Out at Paddington |
by New Worker
correspondent
RAIL
union activists were out in force at major stations throughout the country
early on Monday morning protesting as the latest rise in rail fares came into
effect.
Labour
leader Jeremy Corbyn joined the Aslef protesters at Kings Cross in London while
senior RMT officers Alex Gordon and Eddie Dempsey were out at Paddington.
A
recent survey has shown that rail travellers in Britain pay around six times as
much for travel as their counterparts in most of Europe.
Passengers
in Britain are currently spending 13 per cent of their wages on travel while
Italian commuters pay two per cent, Spanish pay three per cent, and Germans pay
four per cent. At the same time, a significant part of the British rail system
is owned by the publicly owned railways of Germany, France, Belgium, the
Netherlands, and China.
Commuters
are now paying 25 per cent more on average for their season tickets since David
Cameron became Prime Minister in 2010. Workers’ transport costs have risen
three times faster than wages have in the last five years.
Corbyn
condemned the outrageous fare rises and the profits being extorted by
foreign-owned rail companies. He said: “It seems the Tories have no objections
to public ownership so long as the British public don’t get the benefit.
“It
is a national disgrace that higher fares are squeezed out of Britain’s
passengers every year so that dividends can be repatriated to Berlin, Paris or
Amsterdam to subsidise other countries’ railways, or paid to private
shareholders in Britain.”
And
he reiterated his promised that renationalising Britain’s railways would be one
of the first acts of a Labour government in 2020.
Corbyn
added: “Labour has nothing against the public ownership of railways in other
countries, far from it. But we want our own railways to be owned by the British
people.
“Railways
are part of the new green economy of the future.
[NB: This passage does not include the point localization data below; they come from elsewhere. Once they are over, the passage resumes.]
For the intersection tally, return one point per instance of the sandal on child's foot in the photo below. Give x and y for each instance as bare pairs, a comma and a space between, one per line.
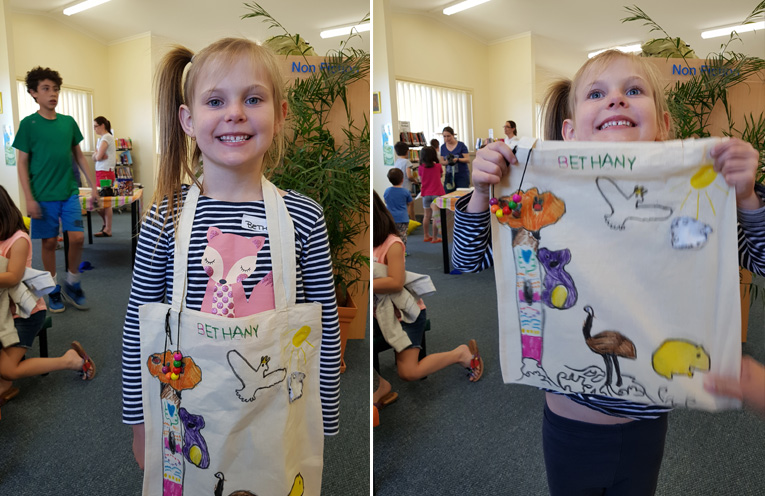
386, 400
8, 395
88, 371
475, 371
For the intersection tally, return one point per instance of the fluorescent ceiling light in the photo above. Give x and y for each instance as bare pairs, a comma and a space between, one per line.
623, 48
345, 31
714, 33
459, 7
87, 4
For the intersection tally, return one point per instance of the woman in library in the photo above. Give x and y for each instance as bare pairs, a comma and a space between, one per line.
459, 153
105, 158
511, 134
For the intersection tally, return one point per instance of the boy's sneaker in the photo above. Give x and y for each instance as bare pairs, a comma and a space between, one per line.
73, 294
55, 305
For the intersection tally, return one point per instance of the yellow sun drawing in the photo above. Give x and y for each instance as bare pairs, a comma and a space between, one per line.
298, 344
701, 180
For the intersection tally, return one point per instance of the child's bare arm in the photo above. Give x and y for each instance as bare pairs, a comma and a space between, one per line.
489, 166
394, 282
737, 161
17, 260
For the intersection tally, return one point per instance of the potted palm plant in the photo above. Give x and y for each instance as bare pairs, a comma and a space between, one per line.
330, 167
693, 100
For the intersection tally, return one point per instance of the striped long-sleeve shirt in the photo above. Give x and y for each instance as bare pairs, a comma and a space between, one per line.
472, 252
153, 282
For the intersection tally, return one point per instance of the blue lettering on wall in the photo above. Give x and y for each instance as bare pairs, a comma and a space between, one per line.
300, 67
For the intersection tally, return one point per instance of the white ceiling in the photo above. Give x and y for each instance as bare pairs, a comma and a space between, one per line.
589, 25
584, 25
197, 23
That’s why Labour is now
pledged to bring our railways into democratic public ownership at home.
“A
modern, publicly owned People’s Railway is central to our plans to rebalance
economic growth, not just North-South but right across the country.
“So
one of the first acts of the next Labour Government in 2020 will be to bring
franchises into public ownership as soon as possible and start to create a
properly integrated railway system with affordable fares – in the interests
both passengers and taxpayers.”
Also
present at Kings Cross were Mick Whelan, ASLEF’s general secretary and Shadow
Transport Secretary Lilian Greenwood as well as Mick Cash of the RMT and Manuel
Cortes of the TSSA.
According
to a recent YouGov poll 62 per cent of people in Britain agree that public
ownership of the railways should be reconsidered.
Their
main question is: if British railways are so profitable for foreign states and
private corporations, why should Britain not reap the benefits for itself? Or
put another way, why shouldn’t profits be invested in improving infrastructure
and reducing travel costs for British travellers rather than going into someone
else’s pockets?
Shadow
Chancellor John McDonnell also insists that the Labour Party is now “fully
behind bringing the railways back into public ownership”.
This
policy was outlined at the 2015 Labour conference, when the party promised to
“return private rail franchises into public ownership when they come to an
end”.
This
would mean around a third could be brought back into public ownership by 2025
if Corbyn wins the 2020 general election. The five franchises due to expire
between 2020 and 2025 are Thameslink, Southern, and Great Northern, Chiltern
Railways, East Coast, Transpennine Express, and Northern.